Rabu, 25 Mei 2016

Kurangnya minat baca mengajak pada fanatisme yang destruktif

Membaca hmm mungkin suatu hal yang masih langka dalam territorial kebudayaan di negeri ini, budaya literasi ini jomplang dengan fanatisme yang membutakan. Ketika kita tidak mengulik lagi sebuah ajaran agama hanya mempercayainya saja tanpa pernah berfikir untuk membuktikannya walau bukan berarti dengan pembuktian kita menyangsikan wahyu Tuhan yang memang sudah tidak bertumbuh lagi dan itu paten, tidak bisa kita tambahi dan kurangi atau sekadar mengkritisinya namun yang harus dikritisi adalah tafsir-tafsir manusia yang didapat dari wahyu Tuhan itu karena tafsir itu rentan dan tidak absolute seperti wahyu yang tak terelakan.
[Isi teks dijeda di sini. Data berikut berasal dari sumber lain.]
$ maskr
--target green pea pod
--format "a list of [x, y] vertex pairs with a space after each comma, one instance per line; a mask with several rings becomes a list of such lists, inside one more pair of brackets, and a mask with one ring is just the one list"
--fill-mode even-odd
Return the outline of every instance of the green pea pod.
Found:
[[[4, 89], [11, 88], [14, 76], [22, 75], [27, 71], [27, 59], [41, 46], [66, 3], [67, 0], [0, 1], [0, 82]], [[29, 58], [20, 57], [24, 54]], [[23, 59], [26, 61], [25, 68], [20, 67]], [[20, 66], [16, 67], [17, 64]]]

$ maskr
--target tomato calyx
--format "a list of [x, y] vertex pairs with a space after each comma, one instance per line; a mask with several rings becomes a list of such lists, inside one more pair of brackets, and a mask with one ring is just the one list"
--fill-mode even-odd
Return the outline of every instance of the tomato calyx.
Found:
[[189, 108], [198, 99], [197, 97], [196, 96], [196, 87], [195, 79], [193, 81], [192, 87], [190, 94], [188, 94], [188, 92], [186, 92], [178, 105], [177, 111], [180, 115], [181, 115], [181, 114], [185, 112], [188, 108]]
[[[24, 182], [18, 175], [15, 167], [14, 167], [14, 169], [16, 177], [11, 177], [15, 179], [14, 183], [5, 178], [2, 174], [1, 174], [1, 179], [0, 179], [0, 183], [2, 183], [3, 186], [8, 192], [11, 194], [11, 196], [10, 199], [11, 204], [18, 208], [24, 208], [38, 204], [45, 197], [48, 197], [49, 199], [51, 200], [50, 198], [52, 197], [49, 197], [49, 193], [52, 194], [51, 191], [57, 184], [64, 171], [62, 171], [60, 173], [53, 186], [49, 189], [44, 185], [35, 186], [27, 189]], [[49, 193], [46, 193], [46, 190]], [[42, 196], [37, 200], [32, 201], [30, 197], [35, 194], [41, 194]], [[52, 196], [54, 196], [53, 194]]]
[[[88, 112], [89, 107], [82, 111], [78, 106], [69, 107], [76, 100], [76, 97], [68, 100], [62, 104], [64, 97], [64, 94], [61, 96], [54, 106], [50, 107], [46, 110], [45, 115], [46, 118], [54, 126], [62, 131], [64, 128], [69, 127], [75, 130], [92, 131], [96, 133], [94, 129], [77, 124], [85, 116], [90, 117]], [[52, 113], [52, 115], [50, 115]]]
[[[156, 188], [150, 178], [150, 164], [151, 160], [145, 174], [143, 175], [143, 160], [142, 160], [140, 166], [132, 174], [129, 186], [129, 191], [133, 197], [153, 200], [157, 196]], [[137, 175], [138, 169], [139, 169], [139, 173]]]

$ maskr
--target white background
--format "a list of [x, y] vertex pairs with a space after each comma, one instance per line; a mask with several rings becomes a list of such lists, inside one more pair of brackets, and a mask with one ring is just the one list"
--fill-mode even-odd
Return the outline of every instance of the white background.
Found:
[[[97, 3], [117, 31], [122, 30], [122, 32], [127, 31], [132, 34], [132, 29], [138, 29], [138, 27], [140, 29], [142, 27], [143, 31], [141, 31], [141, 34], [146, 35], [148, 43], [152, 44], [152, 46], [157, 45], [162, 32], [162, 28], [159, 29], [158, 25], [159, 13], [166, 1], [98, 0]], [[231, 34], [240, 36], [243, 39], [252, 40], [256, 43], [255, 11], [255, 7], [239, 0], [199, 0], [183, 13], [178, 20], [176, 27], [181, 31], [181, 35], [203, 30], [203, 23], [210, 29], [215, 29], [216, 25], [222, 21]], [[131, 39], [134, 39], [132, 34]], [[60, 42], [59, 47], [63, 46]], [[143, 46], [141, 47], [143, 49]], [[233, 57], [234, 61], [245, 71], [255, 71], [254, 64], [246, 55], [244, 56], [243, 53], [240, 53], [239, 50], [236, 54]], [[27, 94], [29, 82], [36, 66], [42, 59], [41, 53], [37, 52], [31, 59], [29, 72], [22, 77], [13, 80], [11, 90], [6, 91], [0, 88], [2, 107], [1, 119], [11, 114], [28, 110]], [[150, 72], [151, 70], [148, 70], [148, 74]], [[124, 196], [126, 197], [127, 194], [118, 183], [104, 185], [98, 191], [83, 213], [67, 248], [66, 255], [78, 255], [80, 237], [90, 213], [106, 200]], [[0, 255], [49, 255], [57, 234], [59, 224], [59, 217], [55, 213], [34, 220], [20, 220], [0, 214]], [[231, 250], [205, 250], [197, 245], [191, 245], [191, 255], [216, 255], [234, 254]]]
Kembali budaya literasi, bahwa kenyataan orang tua masih ada yang melarang kita untuk bebas berfikir dan mebaca.
Ada yang beranggapan bahwa jika kita terlalu banyak bergaul dengan buku-buku yang aneh dan tidak bisa dimengerti maka yang timbul adalah sebuah phobia terhadap istilah baru, pemikiran baru dan cenderung meremehkan ide-ide baru yang memang belum mapan karena ini konteksnya bertumbuh. Lalu lebih menyedihkannya lagi bahwa orang tua hanya menganjurkan saja pada satu kitab yaitu kitab suci dan menelannya secara mentah-mentah dalam konteks logika, memang dalam konteks iman kita harus penuh percaya tetapi ketika sisi logika itu dibiarkan mengambang maka yang ada hanyalah sesuatu kehampaan yang gulita di tengah gemerlapnya Iman dalam jiwa manusia. Jika kita berbicara ilmiah jelas hal materi saja yang kita dapatkan dan lama-kelamaan itu pun akan kering kehidupan kita, oleh sebab itu kita harus melek literasi agar kita tidak langsung termakan oleh keilmiahan yang tidak absolute, untuk terus memepertanyakan kebenaran yang logika dan nuraniah atau keimanan. Di samping itu kita juga berusaha mengulik wahyu Tuhan yang di tafsirkan oleh manusia.
Membaca adalah kunci ketika kita tidak ada lagi ruang untuk mengungkapkan pertanyaan pada seseorang diluar pemikiran kita, membaca seketika bisa merubah bahwa yang seharusnya kita tanyakan adalah hilangnya fanatisme buta atau kecintaan yang buta terhadap suatu hal hanya karena kita belum tahu bahwa bumi ini bukan cuman sebuah ideology, bukan cuman satu agama, bukan cuman satu bangsa tapi bumi ini memiliki kekompleks-an yang jika kita hanya mengetahui satu maka hambar lah hidup kita, seperti kopi robusta yang di sangrai lumayan lama sehingga bisa dikatakan menjadi arang atau karbon yang di seduh tanpa gula atau kayu manis atau madu maka hanya pahit yang kita temui, hanya keputusasaan yang kita akrabi, orang boleh bilang jika kopi yang asli itu kopi tanpa campuran apapun, hanya arang atau karbon yang di seduh lalu kita sesap, itu lah fanatic mereka tidak tahu atau belum tahu seni meramu bahan yang menciptakan cita rasa yang beragam dan karena manusia pun beragam maka setiap racikan memiliki penggemarnya.
Budaya membaca dan budaya literasi seharunya kita miliki untuk mengetahui bahwa daya untuk menyingkap cinta buta atau fanatisme itu melalu ilmu dan wawasan yang memang ingin kita baca dan ingin kita ketahui tanpa paksaan dan tanpa otoriter dari pendidikan yang selalu mendoktrin hal-hal yang seharusnya tidak terinstal dalam otak sehingga menghambat kinerja otak untuk terus berkembang menajdi pada tingkat terbaiknya.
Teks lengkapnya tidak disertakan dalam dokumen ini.